Nas favelas, nervos à flor da pele 
K. tinha 13 anos quando a polícia invadiu sua casa e apontou um fuzil contra seu peito. V., de 17, perdeu o avô baleado numa operação na favela. M., aos 19, tem sua laje usada como rota de fuga de bandidos. E C., de 17, cai no choro toda vez que lembra da amiga que encontrou morta, vítima de um estupro. Para esses jovens moradores de Acari, a violência é devastadora. Eles ficam no meio do fogo cruzado, acuados por confrontos do tráfico, desmandos da polícia e ataques de criminosos que os perseguem até dentro da escola. As marcas dessa rotina, eles carregam aonde vão. — O barulho de helicóptero é assustador. Parece o começo da guerra. O chão perto da minha casa é todo furado pelos disparos feitos das aeronaves — diz V., que precisou fazer terapia após a morte do avô. — Desenvolvi pressão alta e comecei a engordar. Meu grande receio é sair de casa e não voltar mais. Tenho medo de ir para a escola. Afeta até a minha procura por um emprego. 

Esconder-se de tiroteios não é para eles algo excepcional. E as histórias para contar são assim mesmo, no plural. Outro adolescente, de 16 anos, diz que tenta aparentar calma sempre que se depara com um confronto. Mas, no fundo, fica aterrorizado:  — Uma vez me rastejei pelo chão para escapar. Pensaram que eu estava morto. Ando sempre alerta. De um segundo para outro, tudo pode mudar brutalmente.

E a polícia, que deveria defendê-los, também amedronta. — Já presenciei um policial matando uma pessoa. Era bandido, sim. Mas não deveria ser morto — indigna-se C. [pensamento errado o de C. Entende que o bandido deveria permanecer vivo para matar uma pessoa de bem. BANDIDO BOM É BANDIDO MORTO.]  Tenho trauma de polícia desde pequena. Quando os vejo, não consigo nem falar, só chorar. Fico paralisada — relata K.
Todos participam de um programa para jovens da Secretaria municipal de Assistência Social. Ao fim de cada encontro, independentemente das crenças de cada um, rezam pela paz.

Mulheres de PMs relatam pânico
Terça-feira passada.
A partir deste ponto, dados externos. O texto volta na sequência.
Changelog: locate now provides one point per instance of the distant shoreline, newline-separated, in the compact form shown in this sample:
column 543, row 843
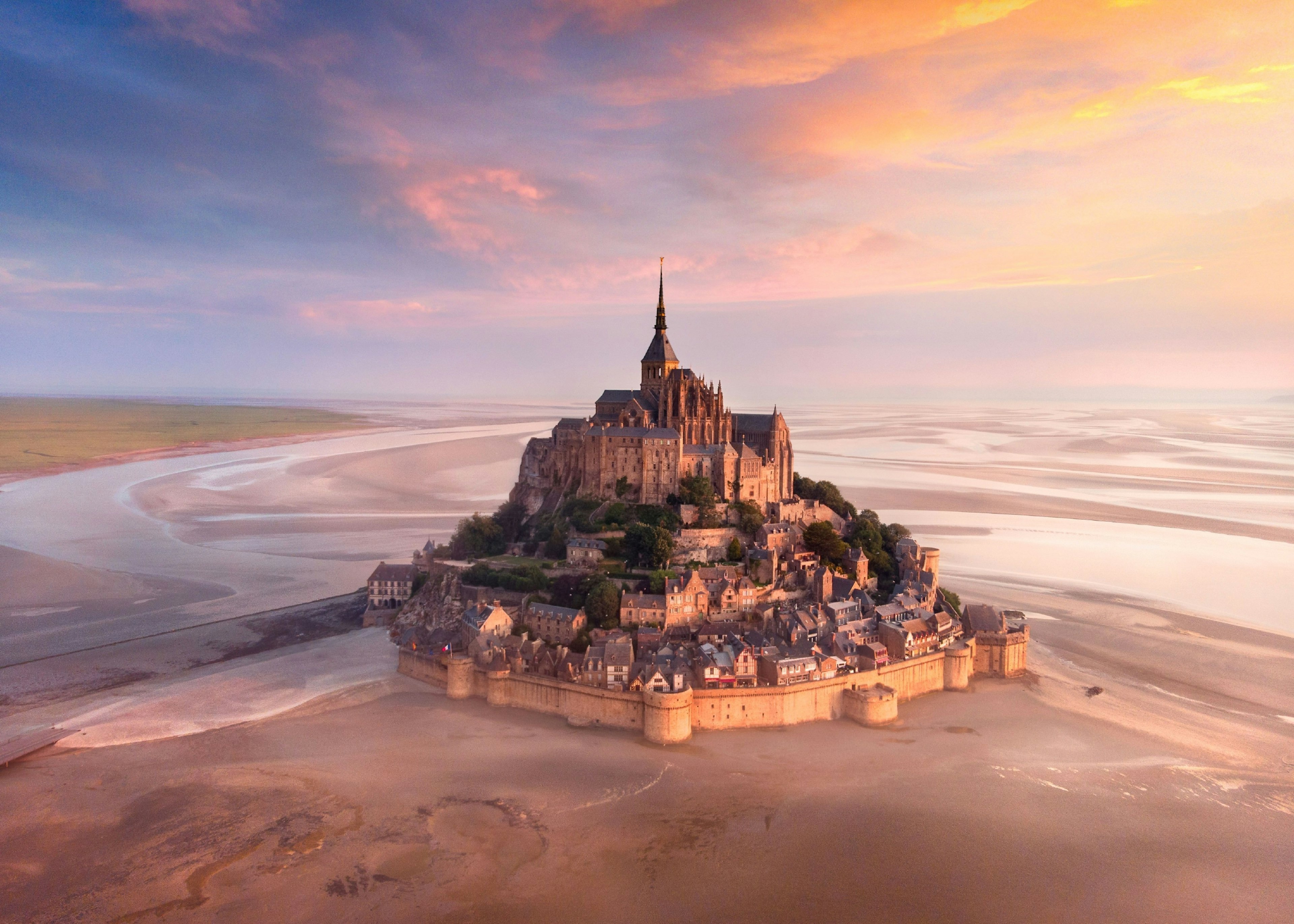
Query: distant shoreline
column 80, row 434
Às 4h, o marido de Mara Gomes sai para o trabalho, e ela não dorme mais. Chora, entra em pânico, porque dois dias antes ele era um dos policiais militares encurralados por bandidos no Vidigal, onde um colega dele, o terceiro-sargento Hudson Silva de Araujo, tornou-se o 91º PM morto no Rio este ano.  — Tem sido apavorante. Nós, parentes de policiais, não conseguimos mais ter orgulho da profissão deles. Temos medo. Não sabemos quem será a próxima viúva — dizia Mara, que horas depois prestaria condolências à mulher de Hudson no enterro do PM, em Sulacap.
 Indignação. Enterro de 91º PM morto no Rio este ano: marido de Mara Gomes estava com policial assassinado - Domingos Peixoto / Agência O Globo

Tomada pelos mesmos temores de Mara, Carine Diniz precisou de antidepressivos. Escutava o interfone de casa tocar o tempo inteiro, sem que houvesse ninguém na porta. Era a apreensão de que chegasse alguma notícia ruim do marido. — Telefonar para ele, e a ligação cair na caixa postal é desesperador. Estamos vivendo pela fé, literalmente — diz.

Sair para se divertir, sobretudo à noite, virou um martírio. No caso de Claudenice dos Santos, algo impensável por quase seis meses, depois de o marido ter sido executado na frente de um dos filhos do casal:  — É devastador. Por meses, não colocava o pé fora de casa, a não ser que um amigo me pusesse dentro de um carro e me levasse. Estou tentando retomar minha vida. Mas ainda não vou nem ao mercadinho da esquina sozinha.

E quando essas famílias encaram as ruas, levam o medo de carona. A filha adolescente de um policial conta que entra em restaurantes procurando onde se esconder. Sobressalto sem fim também vivido por Darla Nascimento:  — Meu marido está dando aulas de táticas de fuga, a mim e à minha filha. É como se vivêssemos uma guerra.